O flagelo que volta todos os anos

“O que os grandes incêndios mostram a cada verão é o país rural, pobre e atrasado, esquecido e abandonado, desprotegido e desprezado”

Depois de um verão tranquilo, na última semana Portugal voltou a viver o drama dos incêndios. Foram dias de pânico e noites de aflição, de uma tragédia conhecida e quase todos os anos repetida. Foi nos distritos vizinhos, de Viseu e Aveiro, que o flagelo foi de terror.
Mais de 120 mil hectares queimados, nove mortes a lamentar e 177 feridos é o rescaldo de uma semana negra na floresta do Centro e Norte de um país que continua a não saber fazer frente ao flagelo do fogo.
Não é possível evitar todos os incêndios florestais, não é apenas uma questão de impotência, é de natureza. Mas deveria ser possível evitar as consequências mais nefastas dos incêndios.

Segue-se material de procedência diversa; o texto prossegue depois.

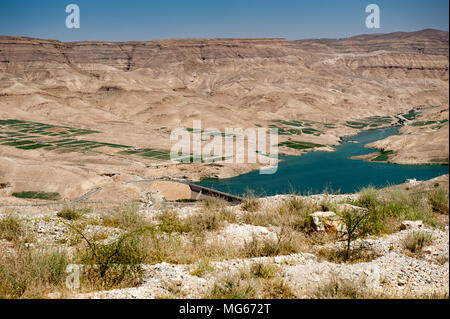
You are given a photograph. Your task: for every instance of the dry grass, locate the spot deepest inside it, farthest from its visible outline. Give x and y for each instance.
(292, 212)
(439, 201)
(202, 267)
(125, 217)
(258, 282)
(72, 212)
(336, 255)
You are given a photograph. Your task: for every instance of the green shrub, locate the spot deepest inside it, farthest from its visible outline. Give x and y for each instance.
(114, 264)
(72, 212)
(261, 270)
(126, 217)
(232, 288)
(202, 268)
(12, 228)
(368, 197)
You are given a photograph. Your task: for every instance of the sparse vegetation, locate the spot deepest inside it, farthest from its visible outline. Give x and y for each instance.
(12, 228)
(251, 203)
(126, 217)
(438, 199)
(72, 212)
(32, 273)
(37, 195)
(114, 264)
(355, 226)
(202, 268)
(416, 240)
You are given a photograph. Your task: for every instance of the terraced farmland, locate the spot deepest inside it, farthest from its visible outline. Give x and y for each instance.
(27, 135)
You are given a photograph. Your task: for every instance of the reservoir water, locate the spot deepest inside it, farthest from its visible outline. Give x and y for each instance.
(316, 171)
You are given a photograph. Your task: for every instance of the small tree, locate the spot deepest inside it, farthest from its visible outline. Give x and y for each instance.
(355, 226)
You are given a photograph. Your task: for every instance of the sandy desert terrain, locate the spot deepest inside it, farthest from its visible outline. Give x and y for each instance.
(75, 117)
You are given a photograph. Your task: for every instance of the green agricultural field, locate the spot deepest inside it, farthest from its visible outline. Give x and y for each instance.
(299, 145)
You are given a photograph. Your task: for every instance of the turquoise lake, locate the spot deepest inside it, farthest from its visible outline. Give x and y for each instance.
(316, 171)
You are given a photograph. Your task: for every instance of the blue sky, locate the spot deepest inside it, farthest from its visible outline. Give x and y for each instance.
(139, 20)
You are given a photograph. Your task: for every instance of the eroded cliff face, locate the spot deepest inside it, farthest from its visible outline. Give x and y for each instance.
(135, 92)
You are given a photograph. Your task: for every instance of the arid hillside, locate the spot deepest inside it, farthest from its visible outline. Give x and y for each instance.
(114, 102)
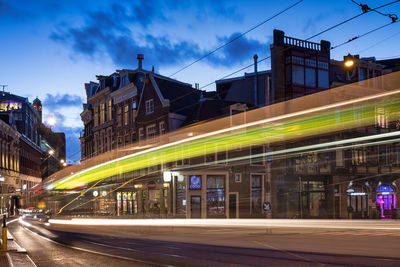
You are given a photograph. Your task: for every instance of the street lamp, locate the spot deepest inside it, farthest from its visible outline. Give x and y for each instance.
(51, 121)
(349, 61)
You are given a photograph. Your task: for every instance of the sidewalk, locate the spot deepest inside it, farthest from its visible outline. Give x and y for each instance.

Como há dias resumia David Pontes no “Público”, «já foram os madeireiros, já foram as celuloses, já foram os vendedores de material de combate a incêndios, é sempre o eucalipto». E são sempre os incendiários, ainda que menos de um terço dos fogos comecem por ignição criminosa – os demais são por circunstâncias várias, do calor, da natureza, por acidente, incúria, irresponsabilidade, etc. Enquanto nomeamos um culpado, a culpa morre solteira. Sim, sem dúvidas, há incendiários, sim, há interesses, mas a dura da realidade diz-nos que a dimensão dos incêndios se deve mais ao desinteresse geral no ordenamento do território, à falta de gestão florestal e ao clima do que a uma qualquer conspiração criminosa ou cognitiva.
Podemos também escolher os “novos criminosos” e apontar o dedo às empresas que agora instalam painéis solares, como cogumelos, onde antes havia mato e floresta. Mas temos de ter a racionalidade e a consciência de perceber que vai sempre haver fogos e perceber que a reforma florestal derrapou, a limpeza não ocorre, os espaços rurais foram abandonados e a floresta mediterrânica arde naturalmente. Refletir sobre isto e atuar em conformidade dá muito mais trabalho e exige planificação, investimento e tempo. E os governos não sabem nem querem planificar, o dinheiro é sempre pouco e tempo é coisa que não damos a quem decide.
Quando o primeiro-ministro afirmou que «não vamos largar os criminosos», e que, além dos pirómanos, vai combater os «interesses que sobrevoam estas ocorrências», está a valorizar apenas uma parte do problema, o mais popular, o dos incendiários, e a desvalorizar o abandono a que o país há muito foi votado. A falta de planificação e de organização do território, o abandono da terra, a desertificação, a fuga para as grandes cidades ou para o estrangeiro, levam a que o país esteja abandonado, sem pessoas, sem vida e sem capacidade de proteger a fauna e a floresta, o campo, as aldeias e vilas que vão morrendo todos os dias, ainda que só quando há fogo é que o país dê conta.
Os grandes fogos de 2017 foram uma lição que não aprendemos. As promessas vãs de que o país iria implementar políticas de ordenamento e coesão territorial foram esquecidas com a chegada das primeiras chuvas de outono. E é assim todos os anos. O que os grandes incêndios mostram a cada verão é o país rural, pobre e atrasado, esquecido e abandonado, desprotegido e desprezado, longe do mundo cosmopolita de Lisboa ou da Europa. O Portugal profundo e ostracizado continua igual: um país adiado, onde teimamos em viver.